Hi Fellow geeks ,
I've got my hand on a HP DL580G7 with 128GB of Ram - 2x Xeon E7 8837 2.67GHz - 5 SAS 146GB 15K - Windows 2012 Standard edition and a SQL server 2012 SP1 .
Disk 1 of bay 1 and disk 1 of bay 2 are mirrored together and have OS installed in them .
Disk 2 of bay 1 and disk 2 of bay 2 are mirrored and assigned two page file (system managed )
there is another disk that is free and used as a temporary file storage .
two Qlogic HBA with 4 Path provides 10 500 GB of storage from an EMC SAN .
so it begins :
everything is working good and normal .
some XYZ application says the SQL is down . pinging the sql server sometimes came up with replys .
after trying to connect to it from remote desktop it prompt for credentials and even (SOMETIMES) load the blue screen that says loading profiles and ... but it stuck here .. with the cursor moving and the waiting circle circling , but nothing happens and it goes on .. until a manual reboot .
after a reboot everything came back to normal but the most agonizing thing about it is that there not even a single event entities on event viewer . nothing in ILO events as well . no other sort of an error on HP system management as well .
this happens from time to time . maybe today and tomorrow , maybe the next time it happens next week and even 40 days apart .
there's nothing to know why this happens .
I've replaced the server with an aother server with the exact configuration but this happend two that one as well .
You're crying for me right ? wait .. there's more .. I have two of these servers .
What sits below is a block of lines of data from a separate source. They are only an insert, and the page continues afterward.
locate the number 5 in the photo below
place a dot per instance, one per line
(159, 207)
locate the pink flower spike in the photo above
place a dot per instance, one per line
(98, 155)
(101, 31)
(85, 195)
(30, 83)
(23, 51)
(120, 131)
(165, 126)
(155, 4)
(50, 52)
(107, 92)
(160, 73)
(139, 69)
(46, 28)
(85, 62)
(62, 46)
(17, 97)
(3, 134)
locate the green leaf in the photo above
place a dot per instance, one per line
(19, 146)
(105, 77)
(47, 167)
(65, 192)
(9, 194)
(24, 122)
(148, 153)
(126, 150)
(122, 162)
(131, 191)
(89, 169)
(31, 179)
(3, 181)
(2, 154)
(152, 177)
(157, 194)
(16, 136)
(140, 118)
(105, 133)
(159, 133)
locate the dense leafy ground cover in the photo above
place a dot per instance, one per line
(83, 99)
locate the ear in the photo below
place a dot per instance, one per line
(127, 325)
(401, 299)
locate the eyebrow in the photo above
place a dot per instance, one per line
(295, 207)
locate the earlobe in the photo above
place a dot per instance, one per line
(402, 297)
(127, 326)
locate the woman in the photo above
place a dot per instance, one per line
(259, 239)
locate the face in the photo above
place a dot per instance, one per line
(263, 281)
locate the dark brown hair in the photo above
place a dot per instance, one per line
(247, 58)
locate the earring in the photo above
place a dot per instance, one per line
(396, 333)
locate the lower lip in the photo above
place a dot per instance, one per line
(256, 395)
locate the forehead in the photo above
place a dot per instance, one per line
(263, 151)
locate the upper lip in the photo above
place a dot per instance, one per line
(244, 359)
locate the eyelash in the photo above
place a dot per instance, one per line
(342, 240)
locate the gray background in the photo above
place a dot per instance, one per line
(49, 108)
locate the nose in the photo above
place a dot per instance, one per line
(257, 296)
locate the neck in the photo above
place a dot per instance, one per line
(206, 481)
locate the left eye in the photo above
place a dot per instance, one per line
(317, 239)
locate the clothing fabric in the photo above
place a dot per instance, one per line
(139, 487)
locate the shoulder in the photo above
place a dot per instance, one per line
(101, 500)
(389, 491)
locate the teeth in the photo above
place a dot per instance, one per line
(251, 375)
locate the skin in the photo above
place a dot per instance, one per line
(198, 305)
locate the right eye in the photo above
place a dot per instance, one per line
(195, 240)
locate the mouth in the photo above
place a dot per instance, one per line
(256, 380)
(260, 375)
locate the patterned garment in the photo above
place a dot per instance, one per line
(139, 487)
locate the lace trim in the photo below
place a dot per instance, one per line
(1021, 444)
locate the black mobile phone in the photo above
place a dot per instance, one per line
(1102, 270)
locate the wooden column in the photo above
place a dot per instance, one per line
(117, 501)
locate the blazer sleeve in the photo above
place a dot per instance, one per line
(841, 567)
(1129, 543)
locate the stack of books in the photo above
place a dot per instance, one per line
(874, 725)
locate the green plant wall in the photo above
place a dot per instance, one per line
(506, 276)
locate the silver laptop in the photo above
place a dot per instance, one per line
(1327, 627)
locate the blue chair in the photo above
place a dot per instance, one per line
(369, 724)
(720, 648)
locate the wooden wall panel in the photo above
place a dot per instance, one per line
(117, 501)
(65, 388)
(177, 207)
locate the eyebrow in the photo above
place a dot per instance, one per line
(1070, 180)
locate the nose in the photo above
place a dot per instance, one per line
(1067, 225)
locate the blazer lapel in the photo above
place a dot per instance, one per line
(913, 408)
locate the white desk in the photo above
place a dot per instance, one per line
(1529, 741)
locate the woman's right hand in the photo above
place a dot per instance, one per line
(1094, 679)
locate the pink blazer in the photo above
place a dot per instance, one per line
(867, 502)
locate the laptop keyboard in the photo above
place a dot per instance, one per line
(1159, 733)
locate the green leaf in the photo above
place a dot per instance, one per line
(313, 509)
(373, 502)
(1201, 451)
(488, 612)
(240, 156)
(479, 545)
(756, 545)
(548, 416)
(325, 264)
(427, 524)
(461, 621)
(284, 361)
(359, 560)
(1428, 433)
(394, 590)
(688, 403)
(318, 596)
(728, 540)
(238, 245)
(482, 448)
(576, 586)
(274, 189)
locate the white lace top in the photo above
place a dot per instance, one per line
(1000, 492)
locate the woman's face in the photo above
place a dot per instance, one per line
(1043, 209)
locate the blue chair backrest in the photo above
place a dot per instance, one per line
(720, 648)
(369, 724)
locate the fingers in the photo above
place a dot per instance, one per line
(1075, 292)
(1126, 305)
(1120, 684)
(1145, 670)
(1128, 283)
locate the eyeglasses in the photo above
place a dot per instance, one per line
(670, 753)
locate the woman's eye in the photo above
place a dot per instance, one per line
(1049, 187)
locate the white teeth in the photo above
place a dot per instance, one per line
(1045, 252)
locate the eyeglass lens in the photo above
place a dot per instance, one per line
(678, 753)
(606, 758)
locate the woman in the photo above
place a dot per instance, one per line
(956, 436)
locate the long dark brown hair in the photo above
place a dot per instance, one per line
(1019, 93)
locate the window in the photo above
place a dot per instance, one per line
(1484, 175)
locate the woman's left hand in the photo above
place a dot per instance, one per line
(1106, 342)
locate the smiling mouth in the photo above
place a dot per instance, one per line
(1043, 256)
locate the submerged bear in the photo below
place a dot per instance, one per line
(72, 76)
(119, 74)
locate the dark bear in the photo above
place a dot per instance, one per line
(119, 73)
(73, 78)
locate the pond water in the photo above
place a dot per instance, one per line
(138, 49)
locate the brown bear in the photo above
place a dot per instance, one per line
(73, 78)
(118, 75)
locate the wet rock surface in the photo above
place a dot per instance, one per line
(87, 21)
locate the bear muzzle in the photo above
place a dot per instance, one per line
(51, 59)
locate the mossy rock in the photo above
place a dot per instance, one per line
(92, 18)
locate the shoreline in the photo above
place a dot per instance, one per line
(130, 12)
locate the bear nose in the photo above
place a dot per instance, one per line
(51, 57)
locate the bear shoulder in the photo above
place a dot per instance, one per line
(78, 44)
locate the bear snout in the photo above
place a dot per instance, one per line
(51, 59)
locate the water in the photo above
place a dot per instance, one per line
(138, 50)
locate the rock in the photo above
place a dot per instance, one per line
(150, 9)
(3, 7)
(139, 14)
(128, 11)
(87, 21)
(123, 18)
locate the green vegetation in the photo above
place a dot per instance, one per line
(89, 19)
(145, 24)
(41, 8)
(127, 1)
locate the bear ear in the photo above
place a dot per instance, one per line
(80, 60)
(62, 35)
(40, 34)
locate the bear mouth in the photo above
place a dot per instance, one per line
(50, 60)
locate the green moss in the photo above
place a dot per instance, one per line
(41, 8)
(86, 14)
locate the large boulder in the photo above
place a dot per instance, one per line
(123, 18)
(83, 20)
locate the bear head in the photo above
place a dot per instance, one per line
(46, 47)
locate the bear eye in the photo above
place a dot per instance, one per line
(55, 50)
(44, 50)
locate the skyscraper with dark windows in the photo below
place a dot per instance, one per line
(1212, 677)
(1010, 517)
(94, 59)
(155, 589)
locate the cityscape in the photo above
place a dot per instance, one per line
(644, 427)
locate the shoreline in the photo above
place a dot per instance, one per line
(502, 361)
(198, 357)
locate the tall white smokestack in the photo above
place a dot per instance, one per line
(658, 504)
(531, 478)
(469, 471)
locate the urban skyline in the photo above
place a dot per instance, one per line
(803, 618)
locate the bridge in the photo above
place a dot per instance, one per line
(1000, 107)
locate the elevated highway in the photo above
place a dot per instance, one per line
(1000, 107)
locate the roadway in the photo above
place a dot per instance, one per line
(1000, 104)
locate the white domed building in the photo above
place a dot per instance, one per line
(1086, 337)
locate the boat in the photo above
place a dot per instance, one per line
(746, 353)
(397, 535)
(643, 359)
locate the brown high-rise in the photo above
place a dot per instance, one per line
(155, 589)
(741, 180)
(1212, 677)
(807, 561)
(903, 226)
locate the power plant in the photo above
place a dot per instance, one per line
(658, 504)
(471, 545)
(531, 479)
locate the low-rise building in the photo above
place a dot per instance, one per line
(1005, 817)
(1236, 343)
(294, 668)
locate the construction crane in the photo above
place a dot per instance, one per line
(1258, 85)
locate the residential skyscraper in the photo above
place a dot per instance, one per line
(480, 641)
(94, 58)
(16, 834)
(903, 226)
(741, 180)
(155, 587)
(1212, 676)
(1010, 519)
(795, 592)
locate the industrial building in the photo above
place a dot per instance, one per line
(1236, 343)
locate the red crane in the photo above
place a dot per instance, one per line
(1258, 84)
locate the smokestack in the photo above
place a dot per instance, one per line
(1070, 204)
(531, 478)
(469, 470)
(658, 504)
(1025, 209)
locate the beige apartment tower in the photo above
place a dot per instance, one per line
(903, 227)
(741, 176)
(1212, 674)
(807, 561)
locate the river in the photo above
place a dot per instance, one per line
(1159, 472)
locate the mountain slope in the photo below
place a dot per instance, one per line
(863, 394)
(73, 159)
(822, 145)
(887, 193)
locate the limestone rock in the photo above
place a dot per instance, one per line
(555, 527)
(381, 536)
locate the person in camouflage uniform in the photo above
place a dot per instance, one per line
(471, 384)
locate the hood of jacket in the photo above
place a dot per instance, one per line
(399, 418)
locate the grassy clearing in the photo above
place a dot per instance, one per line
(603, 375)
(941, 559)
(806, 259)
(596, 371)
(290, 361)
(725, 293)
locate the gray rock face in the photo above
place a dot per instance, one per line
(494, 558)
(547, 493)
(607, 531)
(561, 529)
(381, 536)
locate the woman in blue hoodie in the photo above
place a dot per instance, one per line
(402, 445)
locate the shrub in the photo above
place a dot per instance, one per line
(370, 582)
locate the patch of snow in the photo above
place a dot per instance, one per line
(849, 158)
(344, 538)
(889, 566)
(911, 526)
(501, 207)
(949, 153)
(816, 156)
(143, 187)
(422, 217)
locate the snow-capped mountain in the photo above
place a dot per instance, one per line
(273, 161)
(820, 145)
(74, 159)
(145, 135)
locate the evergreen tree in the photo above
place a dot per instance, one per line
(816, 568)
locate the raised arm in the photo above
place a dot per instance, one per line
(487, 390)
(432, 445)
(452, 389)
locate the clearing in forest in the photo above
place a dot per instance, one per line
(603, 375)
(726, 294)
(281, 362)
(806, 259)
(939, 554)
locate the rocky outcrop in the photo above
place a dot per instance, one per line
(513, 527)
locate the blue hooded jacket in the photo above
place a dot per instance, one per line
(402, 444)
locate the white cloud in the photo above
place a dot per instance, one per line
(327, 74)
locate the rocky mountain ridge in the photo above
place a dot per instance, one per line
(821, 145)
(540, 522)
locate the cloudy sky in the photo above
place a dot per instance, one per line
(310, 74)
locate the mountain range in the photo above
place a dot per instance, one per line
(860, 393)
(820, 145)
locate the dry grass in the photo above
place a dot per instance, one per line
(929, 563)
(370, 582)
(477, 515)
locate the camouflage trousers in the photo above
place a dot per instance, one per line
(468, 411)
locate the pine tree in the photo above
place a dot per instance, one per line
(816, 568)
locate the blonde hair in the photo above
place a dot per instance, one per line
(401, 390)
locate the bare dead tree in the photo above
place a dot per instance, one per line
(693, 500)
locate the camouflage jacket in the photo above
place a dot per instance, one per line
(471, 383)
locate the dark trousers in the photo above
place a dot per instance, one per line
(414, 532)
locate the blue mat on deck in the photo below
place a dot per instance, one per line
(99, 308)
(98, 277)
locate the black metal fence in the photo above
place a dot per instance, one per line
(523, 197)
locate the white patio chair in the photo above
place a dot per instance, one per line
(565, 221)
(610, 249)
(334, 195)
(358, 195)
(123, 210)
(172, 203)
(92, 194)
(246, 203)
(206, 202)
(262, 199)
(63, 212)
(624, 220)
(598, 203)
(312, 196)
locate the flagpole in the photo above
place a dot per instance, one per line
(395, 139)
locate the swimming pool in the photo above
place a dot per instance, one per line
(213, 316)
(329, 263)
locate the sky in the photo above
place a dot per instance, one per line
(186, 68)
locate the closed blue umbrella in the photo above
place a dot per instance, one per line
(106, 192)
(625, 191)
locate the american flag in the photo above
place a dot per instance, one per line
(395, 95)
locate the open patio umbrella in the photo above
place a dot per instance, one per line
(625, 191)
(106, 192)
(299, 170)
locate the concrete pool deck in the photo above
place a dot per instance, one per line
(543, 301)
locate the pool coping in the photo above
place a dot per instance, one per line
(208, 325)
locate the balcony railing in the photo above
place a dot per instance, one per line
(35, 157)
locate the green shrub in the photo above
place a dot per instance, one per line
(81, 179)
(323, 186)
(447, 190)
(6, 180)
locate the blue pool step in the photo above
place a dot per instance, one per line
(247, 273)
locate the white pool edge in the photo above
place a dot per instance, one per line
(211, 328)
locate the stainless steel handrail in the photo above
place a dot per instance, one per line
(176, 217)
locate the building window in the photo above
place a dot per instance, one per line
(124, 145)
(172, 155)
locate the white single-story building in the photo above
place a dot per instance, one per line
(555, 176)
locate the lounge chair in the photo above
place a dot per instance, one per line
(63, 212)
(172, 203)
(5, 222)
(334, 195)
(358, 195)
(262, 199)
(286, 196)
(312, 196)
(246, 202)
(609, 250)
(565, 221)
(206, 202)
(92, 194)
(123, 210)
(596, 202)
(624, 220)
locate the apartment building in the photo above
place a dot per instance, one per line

yes by that i mean i've change two brand new servers with two other brand new servers . this happens to all of them .
firmwares - drivers - hp application - sql and windows are all up to date and power option is set to high performance .
I'm going crazy about this .
Do anyone have any idea on what side this problem rests ? Do you have any Idea that if this is a problem with SQL or Windows Or even Hardware .
please advise me to what course of action should I take ?
after that how's everyone opinion on that I install ESXi on these server and make it as dedicated host with all of it's resource to service to only one VM (W2012-SQL2012) to use the HA and DRS capabilities .
I've seen a similar thing on one of my test 2012 servers, in my case svchost.exe and VsTskMgr.exe (McAfee) were utilising a huge amount of memory, again a reboot sorted it and I've only seen it once, so haven't investigated too much yet I'm afraid. I was guessing WMI leaking was the likely culprit. Do you have any monitoring on these servers? Was memory utilisation increasing? If not maybe worth setting something up (even if it's capturing some perfmon data) before the next one.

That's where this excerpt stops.